Hi @getkub apologies for the delay, I understand this can be challenging. It actually serves as an example of why we are not permitted to state when a feature will be released, because plans can change. At the time of that blog we did think INLINE STATS was coming out soon. We made a shift of priorities to Joins, and have now released the Lookup Join in 8.18 (and Lookup Join will be GA in the near term). Unfortunately the join work actually broke INLINE STATS which set it back further.

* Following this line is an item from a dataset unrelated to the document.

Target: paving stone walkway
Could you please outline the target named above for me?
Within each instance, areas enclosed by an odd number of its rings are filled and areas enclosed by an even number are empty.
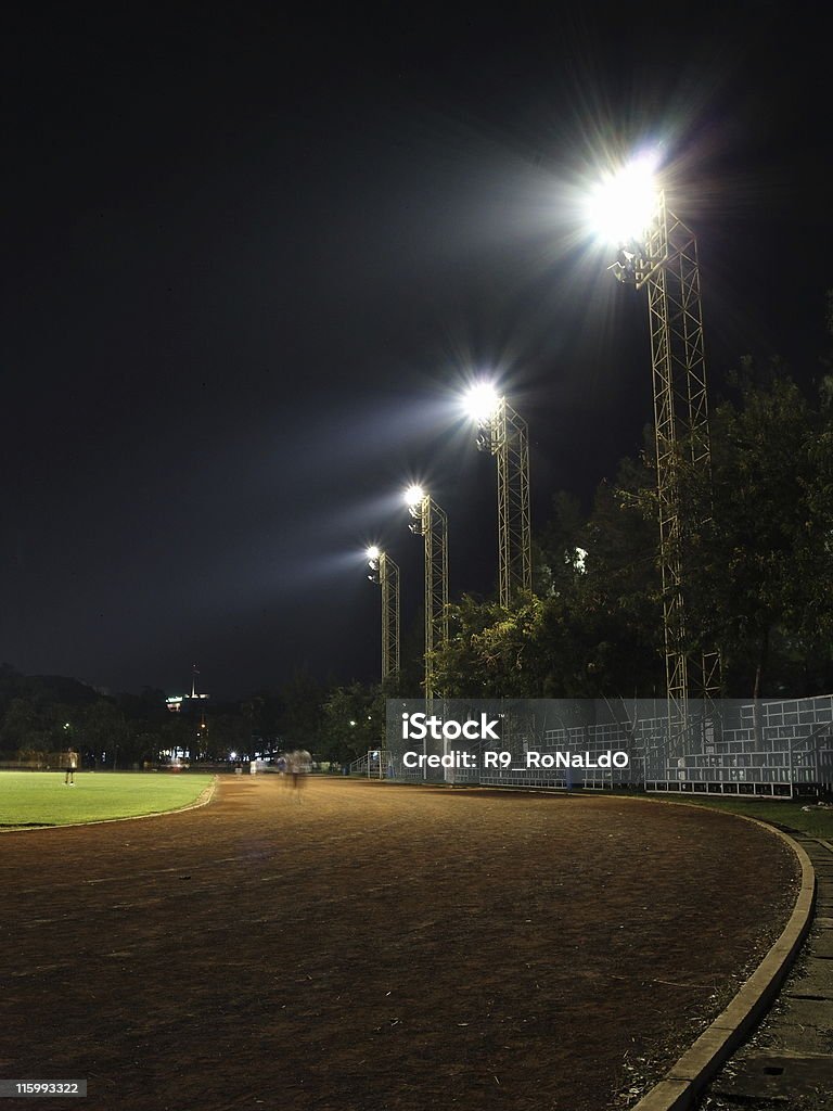
[[[813,927],[776,1004],[713,1081],[702,1111],[833,1109],[833,844],[790,833],[815,869]]]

Rest assured we recognize the need for INLINE STATS and are once again actively working on it so it can be released as a Tech Preview in the short term.
@tylerperk . Thank you for the update. These kind of updates help us in prioritsing the work and push back to other stakeholders. We have huge pressure from developers to move away to other toolsets in AWS with lack of update on core ESQL functionalties like INLINESTATS, reindex functionality, joins to be done in other software.